Levantamento feito pela área de comunicação do Governo concluiu que, durante este primeiro ano de Lula no Planalto, a maior parte de mídia negativa se originou dos pequenos ministérios entregues a áreas mais ideológicas dos partidos que integram a administração.
Aparecem nesse capítulo os ministérios da Igualdade Racial, dos Direitos Humanos, dos Povos Originários e do Desenvolvimento Agrário. Todos eles, exceção feitas ao Desenvolvimento Agrário, couberam a alas ideológicas do PSOL e do PT, com quadros considerados improvisados, sem traquejo político, o que levou a desastres de imagem como a fatídica viagem da ministra Anielle Franco ao Maracanã, com ataques de assessoras a torcidas. O erro aí foi atribuído a absoluto despreparo das equipes, compostas por pessoas reconhecidas como “sem noção”.
Isso, aliás, se estendeu a ministérios mais amplos, como o da Saúde, caso do episódio conhecido como “Baticu”, pelo qual igualmente foi responsabilizado por um militante nomeado por critérios identitários e não profissionais.
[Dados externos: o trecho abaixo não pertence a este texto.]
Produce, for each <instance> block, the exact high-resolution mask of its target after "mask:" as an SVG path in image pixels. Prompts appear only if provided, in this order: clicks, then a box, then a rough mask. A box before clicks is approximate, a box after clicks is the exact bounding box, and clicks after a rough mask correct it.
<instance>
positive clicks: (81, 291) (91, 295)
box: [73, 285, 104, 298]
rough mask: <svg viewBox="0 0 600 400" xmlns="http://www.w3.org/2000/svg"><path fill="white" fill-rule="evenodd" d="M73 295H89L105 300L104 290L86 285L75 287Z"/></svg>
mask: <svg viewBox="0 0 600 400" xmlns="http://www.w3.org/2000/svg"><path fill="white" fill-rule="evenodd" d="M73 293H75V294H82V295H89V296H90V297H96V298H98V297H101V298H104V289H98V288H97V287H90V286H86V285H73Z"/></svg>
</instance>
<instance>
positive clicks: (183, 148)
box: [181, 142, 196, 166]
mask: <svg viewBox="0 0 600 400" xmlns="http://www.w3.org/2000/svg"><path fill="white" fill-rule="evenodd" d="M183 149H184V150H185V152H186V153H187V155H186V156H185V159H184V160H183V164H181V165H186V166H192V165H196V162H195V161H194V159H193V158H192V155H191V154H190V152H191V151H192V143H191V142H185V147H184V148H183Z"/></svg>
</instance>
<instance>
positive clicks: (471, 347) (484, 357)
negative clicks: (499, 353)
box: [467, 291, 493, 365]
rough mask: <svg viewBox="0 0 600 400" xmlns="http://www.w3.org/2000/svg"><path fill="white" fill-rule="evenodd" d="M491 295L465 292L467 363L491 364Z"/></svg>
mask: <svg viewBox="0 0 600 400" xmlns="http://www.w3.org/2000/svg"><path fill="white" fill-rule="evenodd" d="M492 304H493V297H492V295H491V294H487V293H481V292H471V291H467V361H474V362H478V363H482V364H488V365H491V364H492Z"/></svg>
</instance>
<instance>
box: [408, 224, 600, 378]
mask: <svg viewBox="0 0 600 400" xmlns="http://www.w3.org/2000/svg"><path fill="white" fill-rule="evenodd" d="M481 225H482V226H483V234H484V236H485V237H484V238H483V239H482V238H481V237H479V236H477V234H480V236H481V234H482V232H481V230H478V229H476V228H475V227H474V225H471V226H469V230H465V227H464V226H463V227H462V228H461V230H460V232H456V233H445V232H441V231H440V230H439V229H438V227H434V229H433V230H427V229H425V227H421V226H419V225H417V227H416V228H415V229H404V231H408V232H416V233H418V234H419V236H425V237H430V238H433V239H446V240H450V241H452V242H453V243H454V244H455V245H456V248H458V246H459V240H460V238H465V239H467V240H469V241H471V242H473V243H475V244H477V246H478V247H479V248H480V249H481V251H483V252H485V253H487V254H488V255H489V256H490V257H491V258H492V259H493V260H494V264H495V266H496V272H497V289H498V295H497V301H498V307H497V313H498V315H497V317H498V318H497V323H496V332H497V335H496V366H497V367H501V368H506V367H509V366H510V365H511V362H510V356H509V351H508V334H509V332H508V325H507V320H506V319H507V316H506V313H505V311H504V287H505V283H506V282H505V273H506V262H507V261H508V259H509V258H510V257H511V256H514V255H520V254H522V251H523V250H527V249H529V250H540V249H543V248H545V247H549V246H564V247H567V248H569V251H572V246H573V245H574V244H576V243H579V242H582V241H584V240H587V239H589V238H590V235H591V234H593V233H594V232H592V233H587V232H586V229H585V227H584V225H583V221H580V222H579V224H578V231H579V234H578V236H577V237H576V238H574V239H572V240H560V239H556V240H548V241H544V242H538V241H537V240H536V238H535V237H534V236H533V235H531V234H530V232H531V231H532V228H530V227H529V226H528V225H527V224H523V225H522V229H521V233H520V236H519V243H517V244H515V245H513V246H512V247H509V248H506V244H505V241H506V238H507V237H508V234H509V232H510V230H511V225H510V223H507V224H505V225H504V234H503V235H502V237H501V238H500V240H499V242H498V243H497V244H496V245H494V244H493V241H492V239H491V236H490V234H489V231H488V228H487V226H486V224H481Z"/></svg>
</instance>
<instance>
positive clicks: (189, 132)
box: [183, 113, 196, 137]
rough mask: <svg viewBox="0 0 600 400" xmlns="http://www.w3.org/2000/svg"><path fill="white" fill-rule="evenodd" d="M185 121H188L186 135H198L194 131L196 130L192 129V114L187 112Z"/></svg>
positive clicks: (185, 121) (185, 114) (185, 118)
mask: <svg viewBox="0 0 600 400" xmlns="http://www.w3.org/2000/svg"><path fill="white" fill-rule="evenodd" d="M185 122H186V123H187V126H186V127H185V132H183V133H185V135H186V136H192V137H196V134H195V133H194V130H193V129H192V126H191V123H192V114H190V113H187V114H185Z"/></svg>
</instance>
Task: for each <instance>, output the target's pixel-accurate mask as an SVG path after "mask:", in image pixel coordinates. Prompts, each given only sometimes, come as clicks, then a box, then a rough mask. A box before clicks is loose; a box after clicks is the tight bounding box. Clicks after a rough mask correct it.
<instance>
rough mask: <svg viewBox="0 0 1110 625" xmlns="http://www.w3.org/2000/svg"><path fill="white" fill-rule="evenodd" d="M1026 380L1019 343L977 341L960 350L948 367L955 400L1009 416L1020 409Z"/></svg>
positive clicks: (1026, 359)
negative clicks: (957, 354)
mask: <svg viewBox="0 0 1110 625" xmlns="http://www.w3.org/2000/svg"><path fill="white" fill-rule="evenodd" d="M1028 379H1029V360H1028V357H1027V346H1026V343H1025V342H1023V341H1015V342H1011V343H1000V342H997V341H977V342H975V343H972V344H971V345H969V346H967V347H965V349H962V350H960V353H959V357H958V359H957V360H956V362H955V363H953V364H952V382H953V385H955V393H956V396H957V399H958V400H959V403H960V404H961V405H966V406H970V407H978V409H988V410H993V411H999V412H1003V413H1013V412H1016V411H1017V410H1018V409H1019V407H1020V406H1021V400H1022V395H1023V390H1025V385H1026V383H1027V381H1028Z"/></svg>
O Ministério do Desenvolvimento Agrário aparece na lista apenas pelo descontrole inicial do MST, mas – ao contrário dos outros – soube reagir com eficiência e sumir das áreas de atrito. Na verdade, o mapeamento não surpreendeu, por atender a um critério adotado pelo presidente Lula desde 2003, quando criou microministérios para alas fortemente ideológicos e reservou as áreas-chave para escolhas profissionais, como fez em toda a área econômica e em outras mais caras ao governo, como o desenvolvimento social. Para a comunicação do Planalto, essas encrencas são o maior contratempo: a economia vai bem, as obras estão avançando, os programas sociais voltam a funcionar, mas quando menos se espera surge um acidente tolo e gratuito para desencadear péssima repercussão.
Alertas ainda válidos
A questão da falta de profissionalismo foi constatada em outros ministérios, criaram atritos absolutamente desnecessários, mas foram contornados e desapareceram em função das reações internas eficientes.
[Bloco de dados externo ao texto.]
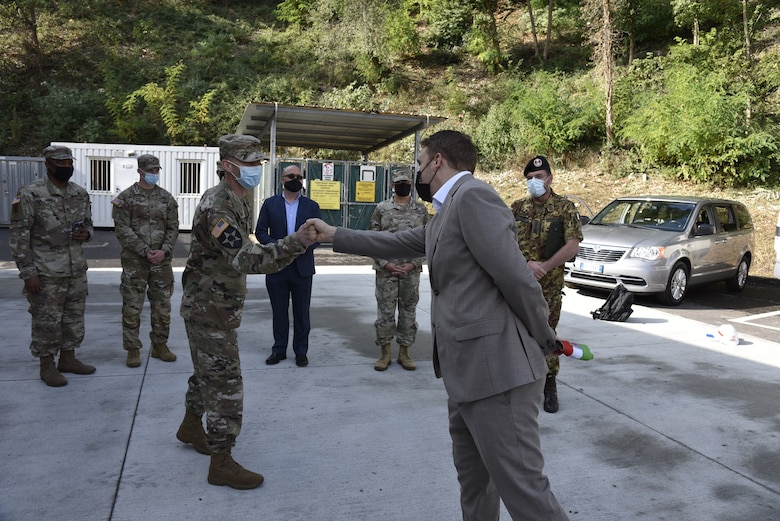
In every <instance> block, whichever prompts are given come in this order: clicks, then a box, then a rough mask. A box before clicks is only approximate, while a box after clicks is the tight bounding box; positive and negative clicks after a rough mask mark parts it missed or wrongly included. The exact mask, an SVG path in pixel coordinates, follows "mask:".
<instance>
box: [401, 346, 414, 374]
mask: <svg viewBox="0 0 780 521" xmlns="http://www.w3.org/2000/svg"><path fill="white" fill-rule="evenodd" d="M398 363H399V364H401V367H403V368H404V369H406V370H407V371H414V370H415V369H417V364H415V363H414V360H412V359H411V357H410V356H409V346H401V349H399V350H398Z"/></svg>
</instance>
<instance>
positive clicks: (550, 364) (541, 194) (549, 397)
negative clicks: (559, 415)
mask: <svg viewBox="0 0 780 521" xmlns="http://www.w3.org/2000/svg"><path fill="white" fill-rule="evenodd" d="M523 176H524V177H525V178H526V180H527V185H528V193H529V197H526V198H525V199H518V200H517V201H515V202H513V203H512V214H513V215H514V216H515V221H517V242H518V245H519V247H520V251H522V252H523V256H524V257H525V259H526V261H527V262H528V267H529V268H530V269H531V272H532V273H533V274H534V277H535V278H536V280H538V281H539V284H540V285H541V287H542V293H543V294H544V299H545V300H546V301H547V305H548V306H549V308H550V315H549V318H548V323H549V324H550V327H551V328H553V330H555V329H556V328H557V327H558V321H559V320H560V318H561V307H562V305H563V265H564V263H565V262H566V261H567V260H569V259H572V258H574V256H575V255H577V249H578V248H579V245H580V241H581V240H582V224H581V222H580V215H579V213H578V212H577V208H576V207H575V206H574V203H572V202H571V201H569V200H568V199H566V198H565V197H562V196H560V195H558V194H556V193H555V192H554V191H553V189H552V183H553V174H552V170H551V169H550V163H549V162H548V161H547V158H545V157H544V156H536V157H535V158H533V159H531V160H530V161H529V162H528V164H527V165H525V168H524V169H523ZM560 367H561V362H560V358H559V357H557V356H548V357H547V378H546V379H545V383H544V404H543V408H544V410H545V411H547V412H549V413H555V412H557V411H558V386H557V383H556V381H555V377H556V376H557V375H558V373H559V372H560Z"/></svg>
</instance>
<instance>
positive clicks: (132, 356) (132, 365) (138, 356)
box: [125, 349, 141, 367]
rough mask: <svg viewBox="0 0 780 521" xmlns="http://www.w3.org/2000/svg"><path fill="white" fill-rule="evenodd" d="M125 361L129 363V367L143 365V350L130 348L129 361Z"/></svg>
mask: <svg viewBox="0 0 780 521" xmlns="http://www.w3.org/2000/svg"><path fill="white" fill-rule="evenodd" d="M125 363H126V364H127V367H139V366H140V365H141V350H140V349H128V350H127V361H126V362H125Z"/></svg>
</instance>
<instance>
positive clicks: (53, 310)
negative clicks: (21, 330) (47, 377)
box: [22, 272, 88, 358]
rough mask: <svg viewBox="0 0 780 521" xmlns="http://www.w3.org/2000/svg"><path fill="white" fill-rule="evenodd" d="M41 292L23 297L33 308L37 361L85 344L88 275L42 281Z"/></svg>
mask: <svg viewBox="0 0 780 521" xmlns="http://www.w3.org/2000/svg"><path fill="white" fill-rule="evenodd" d="M40 280H41V286H42V289H41V291H40V292H38V293H30V292H28V291H27V290H26V289H25V290H23V291H22V293H23V294H24V295H25V297H27V302H29V303H30V307H29V308H28V309H27V311H29V312H30V316H31V317H32V319H31V326H32V328H31V329H32V334H31V342H30V351H31V352H32V355H33V356H34V357H36V358H39V357H41V356H45V355H52V356H54V355H56V354H57V352H58V351H59V350H63V351H71V350H73V349H77V348H78V347H80V346H81V342H82V341H83V340H84V309H85V307H86V301H87V293H88V291H87V274H86V272H84V273H81V274H78V275H74V276H72V277H40Z"/></svg>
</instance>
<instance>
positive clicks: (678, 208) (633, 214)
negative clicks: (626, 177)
mask: <svg viewBox="0 0 780 521" xmlns="http://www.w3.org/2000/svg"><path fill="white" fill-rule="evenodd" d="M695 208H696V203H686V202H677V201H652V200H651V201H648V200H645V199H637V200H625V199H622V200H615V201H612V202H611V203H609V204H608V205H607V206H606V207H605V208H604V209H603V210H601V211H600V212H599V213H598V214H596V216H595V217H594V218H593V219H591V221H590V224H601V225H624V226H639V227H647V228H656V229H659V230H669V231H675V230H683V229H685V227H686V226H687V225H688V220H689V219H690V218H691V215H692V214H693V211H694V209H695Z"/></svg>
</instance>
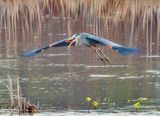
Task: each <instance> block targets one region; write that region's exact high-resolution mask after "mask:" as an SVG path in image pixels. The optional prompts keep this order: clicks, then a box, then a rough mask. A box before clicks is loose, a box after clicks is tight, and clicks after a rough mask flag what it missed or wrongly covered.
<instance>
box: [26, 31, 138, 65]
mask: <svg viewBox="0 0 160 116" xmlns="http://www.w3.org/2000/svg"><path fill="white" fill-rule="evenodd" d="M62 46H68V47H71V46H75V47H78V46H79V47H81V46H87V47H90V48H91V49H92V50H94V51H95V53H96V54H97V55H98V57H99V58H100V59H101V60H102V61H103V62H104V60H106V61H107V62H109V59H108V57H106V56H105V54H104V53H103V52H102V51H101V50H100V48H98V47H99V46H109V47H110V48H112V49H113V50H115V51H117V52H118V53H120V54H122V55H129V54H135V53H137V52H138V51H139V49H138V48H128V47H125V46H123V45H120V44H117V43H114V42H112V41H109V40H107V39H104V38H101V37H98V36H95V35H92V34H89V33H81V34H74V35H73V36H72V37H70V38H66V39H63V40H60V41H57V42H54V43H52V44H50V45H47V46H44V47H42V48H39V49H35V50H30V51H27V52H25V53H24V54H23V56H25V57H31V56H33V55H35V54H37V53H39V52H42V51H44V50H46V49H48V48H51V47H62Z"/></svg>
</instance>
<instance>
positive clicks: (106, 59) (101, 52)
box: [98, 48, 110, 64]
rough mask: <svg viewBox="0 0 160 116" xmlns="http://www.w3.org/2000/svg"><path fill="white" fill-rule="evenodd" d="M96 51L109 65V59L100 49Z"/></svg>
mask: <svg viewBox="0 0 160 116" xmlns="http://www.w3.org/2000/svg"><path fill="white" fill-rule="evenodd" d="M98 51H99V52H100V53H101V54H102V55H103V56H104V58H105V60H106V61H107V62H108V63H109V64H110V60H109V58H108V57H107V56H106V55H105V54H104V52H103V51H102V50H101V49H100V48H98Z"/></svg>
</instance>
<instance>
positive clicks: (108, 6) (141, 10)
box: [0, 0, 160, 55]
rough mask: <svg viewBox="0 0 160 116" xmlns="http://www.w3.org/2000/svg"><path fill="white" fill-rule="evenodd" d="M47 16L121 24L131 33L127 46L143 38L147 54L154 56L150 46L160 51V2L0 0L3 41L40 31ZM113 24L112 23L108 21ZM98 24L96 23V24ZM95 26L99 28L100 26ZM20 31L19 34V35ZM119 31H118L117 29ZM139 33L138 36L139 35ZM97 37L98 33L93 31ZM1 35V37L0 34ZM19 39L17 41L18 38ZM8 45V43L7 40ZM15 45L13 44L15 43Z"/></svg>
mask: <svg viewBox="0 0 160 116" xmlns="http://www.w3.org/2000/svg"><path fill="white" fill-rule="evenodd" d="M46 15H50V16H56V17H61V18H73V19H78V18H80V17H86V18H88V19H90V20H92V19H94V18H97V17H100V18H102V19H103V21H104V22H109V23H111V25H113V26H115V28H116V27H117V26H118V25H119V24H120V23H121V24H122V26H123V27H128V28H126V30H125V32H129V33H130V37H129V45H130V46H132V43H133V41H135V38H138V40H139V39H140V38H141V36H144V39H145V40H143V41H145V42H146V45H145V48H146V54H147V55H151V54H153V43H155V46H156V51H154V52H155V53H154V54H159V51H160V39H159V38H160V24H159V21H160V1H159V0H1V1H0V25H1V27H5V29H4V30H3V31H2V32H4V33H5V34H4V35H5V38H6V39H7V38H8V39H9V38H12V39H17V38H18V37H19V36H20V37H21V36H22V37H23V36H24V37H25V36H26V35H31V32H34V31H35V30H39V32H38V33H41V28H42V25H43V22H44V17H45V16H46ZM110 20H112V21H110ZM96 24H98V23H96ZM97 26H100V25H99V24H98V25H97ZM19 30H21V33H19ZM120 30H121V29H120ZM139 30H141V31H140V33H138V31H139ZM95 32H96V33H98V34H99V30H95ZM1 35H2V34H1ZM17 36H18V37H17ZM8 41H11V40H8ZM15 44H16V43H15Z"/></svg>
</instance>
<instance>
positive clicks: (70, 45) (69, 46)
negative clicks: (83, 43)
mask: <svg viewBox="0 0 160 116" xmlns="http://www.w3.org/2000/svg"><path fill="white" fill-rule="evenodd" d="M74 42H75V40H72V41H71V42H70V44H69V46H68V48H70V47H71V46H72V44H73V43H74Z"/></svg>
Um exemplo pode ser dado pela circulação da Dama do Tráfico pelo Ministério da Justiça, que não ocorreria se os interlocutores contassem com maior preparo administrativo. A questão foi solucionada com perícia pelo ministro Flávio Dino, o que não aconteceu quando o mesmo problema foi detonado na vizinhança do também ministro Sílvio Almeida.
Outro caso de atrito dispensável foi verificado no Ministério da Educação, outro que está nas mãos de profissionais experientes. As questões ideológicas e ultrapassadas do ENEM causaram mais atritos dispensáveis, mas igualmente foram retiradas da mídia.
Também se identificaram problemas nos ministérios do Turismo e das Comunicações, mas estes se deveram mais às pessoas dos ministros do que a falhas de suas equipes. Por falar em atritos, o Ministério do Meio Ambiente pode disputar os primeiros lugares, mas isso é justificado no governo, por fazer parte da programação. Os sucessivos e crescentes atritos já eram previstos. Fazem mal à avaliação do governo, mas, atendendo a uma linguagem em alta dentro do próprio Palácio do Planalto, já estavam precificados.